Gadolinium has long played a critical role in clinicians’ understanding of pathologic processes, and that will likely continue to be the case, senior author Richard Leigh, MD, and colleagues wrote in Neurology this week. Though the chemical might be commonplace in the clinical setting, Leigh said the ties between the agent, eye health and stroke indicators was surprising.
“We suspected there may be a link between the stroke and the eye,” Leigh told Radiology Business. “However, to find that the eye was informative about the stroke was exciting.”
Gadolinium is routinely administered in imaging procedures to expose brain abnormalities during MRI scans.

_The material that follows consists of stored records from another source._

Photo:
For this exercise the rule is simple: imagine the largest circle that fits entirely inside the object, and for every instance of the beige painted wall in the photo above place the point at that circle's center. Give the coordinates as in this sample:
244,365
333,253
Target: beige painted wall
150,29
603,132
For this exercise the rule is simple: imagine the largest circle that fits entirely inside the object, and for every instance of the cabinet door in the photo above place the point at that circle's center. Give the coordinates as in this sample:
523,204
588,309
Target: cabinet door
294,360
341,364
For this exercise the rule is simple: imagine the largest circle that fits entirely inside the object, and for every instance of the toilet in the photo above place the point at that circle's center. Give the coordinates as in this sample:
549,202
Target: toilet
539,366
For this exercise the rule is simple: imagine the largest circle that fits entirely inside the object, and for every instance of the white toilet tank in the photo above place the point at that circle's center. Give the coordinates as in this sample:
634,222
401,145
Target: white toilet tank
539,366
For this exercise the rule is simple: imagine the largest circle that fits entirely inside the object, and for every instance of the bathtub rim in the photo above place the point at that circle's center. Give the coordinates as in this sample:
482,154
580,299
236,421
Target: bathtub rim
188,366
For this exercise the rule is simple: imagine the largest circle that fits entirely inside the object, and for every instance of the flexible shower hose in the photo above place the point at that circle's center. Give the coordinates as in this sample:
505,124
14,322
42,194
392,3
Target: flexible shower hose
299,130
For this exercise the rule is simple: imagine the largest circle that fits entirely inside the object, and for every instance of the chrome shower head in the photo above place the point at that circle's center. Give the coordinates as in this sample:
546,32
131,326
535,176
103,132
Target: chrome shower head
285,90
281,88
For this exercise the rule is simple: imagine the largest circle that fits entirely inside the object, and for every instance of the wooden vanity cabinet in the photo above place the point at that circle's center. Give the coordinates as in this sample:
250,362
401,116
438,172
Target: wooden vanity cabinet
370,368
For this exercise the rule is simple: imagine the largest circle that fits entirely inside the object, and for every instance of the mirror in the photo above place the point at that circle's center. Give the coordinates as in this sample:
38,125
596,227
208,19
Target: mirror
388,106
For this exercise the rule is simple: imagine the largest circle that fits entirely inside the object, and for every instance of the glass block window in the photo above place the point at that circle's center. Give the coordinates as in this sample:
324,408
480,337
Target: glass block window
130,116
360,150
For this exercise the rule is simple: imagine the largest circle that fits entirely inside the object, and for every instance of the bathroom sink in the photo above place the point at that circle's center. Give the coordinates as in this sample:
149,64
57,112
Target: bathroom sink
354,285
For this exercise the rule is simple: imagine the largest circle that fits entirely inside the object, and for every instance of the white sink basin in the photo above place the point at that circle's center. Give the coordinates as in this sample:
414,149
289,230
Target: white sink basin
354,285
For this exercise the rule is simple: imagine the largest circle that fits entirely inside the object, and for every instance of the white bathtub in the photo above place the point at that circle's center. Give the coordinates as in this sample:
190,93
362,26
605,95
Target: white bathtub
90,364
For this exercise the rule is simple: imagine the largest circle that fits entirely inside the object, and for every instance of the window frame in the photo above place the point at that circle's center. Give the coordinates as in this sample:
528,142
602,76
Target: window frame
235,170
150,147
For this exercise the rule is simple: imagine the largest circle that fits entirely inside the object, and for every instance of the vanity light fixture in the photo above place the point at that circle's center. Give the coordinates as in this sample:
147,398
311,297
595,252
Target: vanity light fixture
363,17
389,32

In a healthy patient, the chemical is filtered out of the bloodstream through the kidneys; in those who have experienced damage to their blood-brain barriers, it leaks into the brain, drawing attention to brain damage and highlighting problem source areas.
“We have been conducting a large observational natural history study at the NIH for many years in which we collect serial brain imaging on stroke patients to learn more about the disease,” Leigh said. “When reviewing the images from this study, we noticed that there was leakage of gadolinium into the eyes in some cases and that prompted us to construct this investigational study to better understand the phenomenon.”
Leigh and his team performed MRI scans on 167 stroke patients upon admission to the hospital, withholding gadolinium from initial tests, the study stated. They then compared those results to fresh MRI scans taken two and 24 hours later with the addition of gadolinium.
Around three-quarters of patients experienced gadolinium leakage into their eyes during testing, the authors reported. Two-thirds (66 percent) showed leakage in the two-hour scan, while 75 percent presented with leakage at the 24-hour MRI.
“There was an element of surprise surrounding the initial observation, given that it had not been previously described,” Leigh said. “However, when we carried out this study to explore the finding in more detail, the surprises kept coming. I did not anticipate that this process occurring in the eye would be so revealing about acute and chronic cerebrovascular disease of the brain.”
The distribution of gadolinium within the eye varied between MRI scans, Leigh said—in patients who showed traces of the chemical at the two-hour mark, gadolinium was largely present in the front area of the eye, known as the aqueous chamber. At 24-hour scans, gadolinium seemed to migrate toward a patient’s vitreous chamber, at the back of the eye.
According to Leigh et al.’s study, stroke patients who recorded gadolinium in their vitreous chamber at the 24-hour mark were more likely to be older, have a history of hypertension and have more white matter hyperintensities—which are linked to decreased cognitive function and brain aging—in their MRIs.
“The key finding is that a focal process in the brain, specifically the stroke, appears to be having a remote effect on the eye,” Leigh said. “This supports the concept that stroke has both local and diffuse effects on the body. From a technology perspective, these findings suggest that there may be a way to evaluate stroke in the brain via the eye with an as-of-yet not developed technology.”
The concept is promising, he said, and clinicians’ next step will likely be moving to a contrast agent that can be visualized without an MRI. Gadolinium is transparent and doesn’t harm a patient’s vision, but it does require large-scale testing like magnetic resonance to be effective.
Leigh said before anything else can happen, the research team needs to confirm their current results with a prospective study including both control subjects and patients with disorders beyond stroke—multiple sclerosis, for example.
“Such a study would incorporate systematic examination of the eyes and vision,” he said. “In addition, modern ophthalmological techniques that might confirm the breakdown in the blood-ocular barrier, including optical coherence tomography and Fluorescein angiography, could be applied. The results of such a study would aim to determine which ocular evaluation can provide a sensitive and specific measure of the stroke.”